I found TobyBartels's recent explanation of why he doesn't want to sign up for cryonics a useful lesson in how different people's goals in living a long time (or not) can be from mine. Now I am wondering if maybe it would be a good idea to state some of the reasons people would want to wake up 100 years later if hit by a bus. Can't say I've been around here very long but it seems to me it's been assumed as some sort of "common sense" - is that accurate? I was wondering if other people's reasons for signing up / intending to sign up (I am not currently signed up and probably will not get around to such for several years) also differed interestingly from mine. Or is this too off topic?
As for me, I would think the obvious reason is what Hilbert said: "If I were to awaken after having slept for a thousand years, my first question would be: Has the Riemann hypothesis been proven?" Finding yourself in the future means you now have the answers to a lot of previously open problems! As well as getting to learn the history of what happened after you were frozen. I have for a long time found not getting to learn the future history of the world to be the most troubling aspect of dying.
(Posting this here as it seems a bit off-topic under The Threat of Cryonics.)

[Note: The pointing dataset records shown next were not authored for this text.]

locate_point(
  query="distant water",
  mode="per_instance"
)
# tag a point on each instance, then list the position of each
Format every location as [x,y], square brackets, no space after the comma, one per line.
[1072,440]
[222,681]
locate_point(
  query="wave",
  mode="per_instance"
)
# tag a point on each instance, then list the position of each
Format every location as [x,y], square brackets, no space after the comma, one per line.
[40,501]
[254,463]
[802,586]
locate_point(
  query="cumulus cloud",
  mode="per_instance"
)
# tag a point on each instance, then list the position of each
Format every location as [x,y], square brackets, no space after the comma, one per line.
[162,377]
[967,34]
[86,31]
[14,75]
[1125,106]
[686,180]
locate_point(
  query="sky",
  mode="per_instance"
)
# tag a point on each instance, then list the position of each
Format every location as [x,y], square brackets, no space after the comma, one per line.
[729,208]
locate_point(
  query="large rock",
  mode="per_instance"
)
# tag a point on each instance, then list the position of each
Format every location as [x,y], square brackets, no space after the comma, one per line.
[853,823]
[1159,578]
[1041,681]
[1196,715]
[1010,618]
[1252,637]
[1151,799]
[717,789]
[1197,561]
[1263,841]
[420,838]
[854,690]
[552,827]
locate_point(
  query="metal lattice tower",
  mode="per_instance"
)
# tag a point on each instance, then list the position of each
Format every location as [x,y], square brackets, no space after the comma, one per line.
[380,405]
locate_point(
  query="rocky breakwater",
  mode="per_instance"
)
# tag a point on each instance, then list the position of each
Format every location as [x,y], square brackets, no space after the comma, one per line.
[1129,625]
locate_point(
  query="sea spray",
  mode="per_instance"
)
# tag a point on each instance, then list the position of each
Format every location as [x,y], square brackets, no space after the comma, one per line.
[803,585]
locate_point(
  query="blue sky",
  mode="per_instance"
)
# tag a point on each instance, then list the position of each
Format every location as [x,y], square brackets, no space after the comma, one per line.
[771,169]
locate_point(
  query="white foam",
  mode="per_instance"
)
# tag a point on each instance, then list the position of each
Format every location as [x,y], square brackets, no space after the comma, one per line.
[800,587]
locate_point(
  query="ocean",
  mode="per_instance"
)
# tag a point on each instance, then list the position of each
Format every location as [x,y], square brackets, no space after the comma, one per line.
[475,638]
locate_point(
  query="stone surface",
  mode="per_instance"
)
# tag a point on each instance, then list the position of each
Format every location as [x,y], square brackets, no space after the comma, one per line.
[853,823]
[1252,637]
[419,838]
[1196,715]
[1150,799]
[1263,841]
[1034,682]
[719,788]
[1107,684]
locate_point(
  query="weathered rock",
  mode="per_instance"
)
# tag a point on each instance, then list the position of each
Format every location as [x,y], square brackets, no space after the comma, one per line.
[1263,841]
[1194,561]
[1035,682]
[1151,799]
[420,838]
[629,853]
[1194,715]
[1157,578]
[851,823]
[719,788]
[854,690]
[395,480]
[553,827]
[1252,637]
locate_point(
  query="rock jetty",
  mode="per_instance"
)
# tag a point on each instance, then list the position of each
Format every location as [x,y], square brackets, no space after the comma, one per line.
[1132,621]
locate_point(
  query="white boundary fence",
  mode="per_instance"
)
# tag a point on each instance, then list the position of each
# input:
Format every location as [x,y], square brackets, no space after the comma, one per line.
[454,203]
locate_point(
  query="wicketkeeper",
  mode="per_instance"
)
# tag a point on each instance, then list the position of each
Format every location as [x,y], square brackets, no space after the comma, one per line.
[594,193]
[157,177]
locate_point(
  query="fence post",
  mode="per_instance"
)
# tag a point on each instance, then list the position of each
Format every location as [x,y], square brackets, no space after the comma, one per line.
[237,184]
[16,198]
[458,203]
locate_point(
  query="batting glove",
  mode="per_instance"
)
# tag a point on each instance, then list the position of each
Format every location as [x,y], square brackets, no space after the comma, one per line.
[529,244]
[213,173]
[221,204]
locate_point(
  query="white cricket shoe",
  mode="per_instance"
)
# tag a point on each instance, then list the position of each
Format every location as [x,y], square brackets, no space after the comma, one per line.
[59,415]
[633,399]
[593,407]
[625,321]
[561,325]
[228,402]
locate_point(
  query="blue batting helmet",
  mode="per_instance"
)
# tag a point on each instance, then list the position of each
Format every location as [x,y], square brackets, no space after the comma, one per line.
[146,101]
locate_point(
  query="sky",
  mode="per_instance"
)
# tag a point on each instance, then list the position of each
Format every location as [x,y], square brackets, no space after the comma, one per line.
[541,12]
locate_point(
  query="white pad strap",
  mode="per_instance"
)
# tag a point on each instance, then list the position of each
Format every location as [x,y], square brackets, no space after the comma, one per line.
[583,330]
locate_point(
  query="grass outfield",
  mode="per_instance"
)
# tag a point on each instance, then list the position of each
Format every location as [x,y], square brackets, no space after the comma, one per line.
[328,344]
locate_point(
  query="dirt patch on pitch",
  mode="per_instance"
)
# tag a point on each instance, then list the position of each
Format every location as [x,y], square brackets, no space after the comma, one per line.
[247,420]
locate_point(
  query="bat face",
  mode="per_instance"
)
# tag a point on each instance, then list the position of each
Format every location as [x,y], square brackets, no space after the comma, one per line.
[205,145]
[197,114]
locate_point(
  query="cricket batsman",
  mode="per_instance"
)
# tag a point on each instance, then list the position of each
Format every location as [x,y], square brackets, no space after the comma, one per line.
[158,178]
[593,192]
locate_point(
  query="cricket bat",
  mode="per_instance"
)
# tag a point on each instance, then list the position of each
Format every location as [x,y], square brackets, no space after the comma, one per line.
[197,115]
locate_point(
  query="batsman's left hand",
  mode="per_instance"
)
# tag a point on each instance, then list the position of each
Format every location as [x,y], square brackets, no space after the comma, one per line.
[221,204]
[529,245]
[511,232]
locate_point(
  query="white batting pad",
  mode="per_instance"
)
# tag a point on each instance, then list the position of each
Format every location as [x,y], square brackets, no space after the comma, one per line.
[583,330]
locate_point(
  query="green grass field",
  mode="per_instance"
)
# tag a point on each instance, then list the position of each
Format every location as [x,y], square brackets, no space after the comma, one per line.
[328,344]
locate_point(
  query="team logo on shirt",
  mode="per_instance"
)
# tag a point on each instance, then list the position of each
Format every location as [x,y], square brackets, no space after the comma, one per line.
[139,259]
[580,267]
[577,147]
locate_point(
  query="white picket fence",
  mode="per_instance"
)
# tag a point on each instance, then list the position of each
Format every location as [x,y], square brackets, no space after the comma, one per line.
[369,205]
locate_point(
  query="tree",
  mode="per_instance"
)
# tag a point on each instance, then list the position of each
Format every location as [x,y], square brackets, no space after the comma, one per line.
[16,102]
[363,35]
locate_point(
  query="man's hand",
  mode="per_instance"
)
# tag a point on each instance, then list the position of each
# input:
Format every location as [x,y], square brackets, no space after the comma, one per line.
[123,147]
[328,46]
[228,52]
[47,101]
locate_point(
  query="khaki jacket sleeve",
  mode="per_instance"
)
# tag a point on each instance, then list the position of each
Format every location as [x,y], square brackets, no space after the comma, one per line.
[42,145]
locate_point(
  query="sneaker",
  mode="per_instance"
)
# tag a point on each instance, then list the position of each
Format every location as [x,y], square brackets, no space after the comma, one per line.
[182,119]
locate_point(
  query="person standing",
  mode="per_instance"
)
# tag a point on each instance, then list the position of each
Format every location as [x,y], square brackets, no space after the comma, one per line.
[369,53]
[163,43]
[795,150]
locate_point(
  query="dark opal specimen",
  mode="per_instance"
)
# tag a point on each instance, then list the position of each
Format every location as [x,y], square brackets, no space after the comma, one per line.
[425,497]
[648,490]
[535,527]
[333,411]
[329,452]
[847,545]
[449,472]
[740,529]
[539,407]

The single largest motivation for me is just that a future which is powerful enough, and rich enough, and benevolent enough to revive cryonicists is likely to be a very pleasant place to be in. If nothing else, lots of their everyday devices are likely to look like marvelous toys from my point of view. The combination of that with the likelihood that if they can repair me at all, I'd guess that they would use a youthful body (physical or simulated) as a model is quite enough to be an attractive prospect.